O Estado de São Paulo, n. 44470, 20/07/2015. Notas e Informações, p. A3

Derrota do meio ambiente

Com a aprovação pelo Senado de prorrogação do prazo para o fechamento dos lixões a céu aberto, foi dado mais um passo para desacreditar a Lei 12.305 que instituiu a Política Nacional de Resíduos Sólidos e tem como um de seus pontos essenciais aquela medida. A falta de empenho de todos os que têm uma parcela de responsabilidade na observância dos prazos fixados por essa lei, em especial dos prefeitos, vem de longe - ela foi sancionada em 2010 - e é um duro golpe na defesa do meio ambiente, da qual é peça fundamental.

A proposta, de autoria do senador Fernando Bezerra (PSB-CE) - que vai agora para a Câmara, onde sua aprovação é dada como certa por causa da pressão dos prefeitos, à qual os parlamentares são sabidamente sensíveis -, estabelece novos e diferenciados prazos para o fim dos lixões, que já deveria ter ocorrido em agosto do ano passado. Para as capitais e os municípios que integram regiões metropolitanas, o prazo termina em 31 de julho de 2018; os municípios de fronteira e de população acima de 100 mil habitantes terão um ano a mais; para os que têm entre 50 mil e 100 mil habitantes, a data-limite é 31 de julho de 2020; e para os que têm menos de 50 mil habitantes o prazo é 31 de julho de 2021.

Segundo Bezerra, esses prazos generosos se justificam pelas dificuldades dos municípios para cumprir a lei. Argumenta que o fechamento de um lixão depende de outras obras, entre as quais a construção de aterros sanitários, de áreas de transbordo e o tratamento de resíduos de construção civil. Na mesma linha, a relatora da matéria, senadora Vanessa Grazziotin (PC do B-AM), afirma que a lei “não foi realista ao prever um prazo exíguo para que os municípios, especialmente os menores e mais carentes, assumissem a responsabilidade por essa tarefa complexa e dispendiosa”.

Os fatos contrariam esses argumentos. A começar pelos quatro anos que os municípios tiveram para acabar com os lixões, prazo suficiente para vencer os obstáculos, que eram de perfeito conhecimento dos que o fixaram. Isso deixa evidente a falta de empenho dos prefeitos, que não colocaram o problema dos lixões entre as suas prioridades, embora tivessem a obrigação de fazê-lo pela boa e simples razão de se tratar de uma obrigação legal.
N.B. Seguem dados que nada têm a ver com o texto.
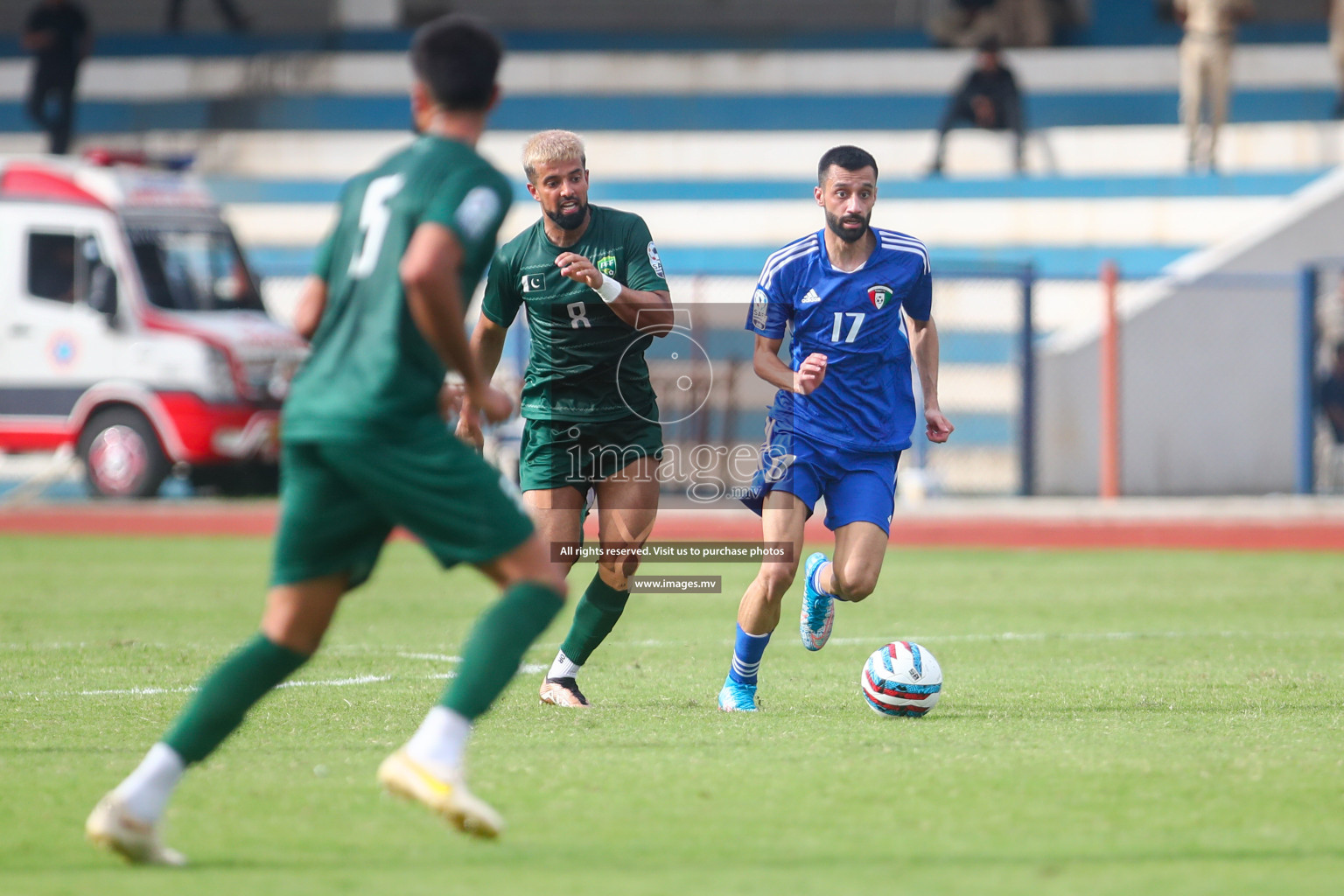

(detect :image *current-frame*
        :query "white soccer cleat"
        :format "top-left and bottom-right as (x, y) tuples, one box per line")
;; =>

Embora a relatora os tenha apresentado para justificar o adiamento, os dados colhidos pela Confederação Nacional dos Municípios (CNM) mostram mesmo é o descaso dos municípios. No começo de 2014, a CNM revelou que pouco mais de 9% das cidades tinham concluído a primeira fase dos processo de eliminação dos lixões, com a elaboração do Plano de Gestão Integrada de Resíduos Sólidos (Pgirs). Meses depois, quando venceu em agosto o prazo para o fim dos lixões, a CNM afirmou ter constatado que mais de mil das 2.400 cidades consultadas ainda não dispunham de um Pgirs, indispensável para conseguir verba federal para a obra.

Não é difícil saber por que a grande maioria dos prefeitos agiu assim. Há obras - e também serviços - que, apesar de muito importantes para a população, são desdenhadas por eles, porque não aparecem, não são vistosas e, por isso, não rendem votos. Não lhes interessa cuidar de saneamento e lixões, que não combinam com inaugurações e foguetório. O mesmo se pode dizer de investimento em serviço de fiscalização, embora seja por causa das deficiências desse serviço em todo o País que grande número de leis de boa qualidade vira letra morta. Contratação de fiscais não rende festa.

Os prefeitos, com poucas exceções, agiram assim, apesar das penas previstas pela lei da Política Nacional de Resíduos Sólidos, porque sabem ter as costas quentes com os parlamentares, sempre prontos a livrá-los de obrigações ou a empurrá-las para a frente. A proposta de Bezerra contou com o apoio dos mais diversos partidos, da situação e da oposição, espetáculo que deve se repetir na Câmara.

Quem perde com isso é a população. É ela quem sofre as consequências da degradação do meio ambiente provocada pelos lixões.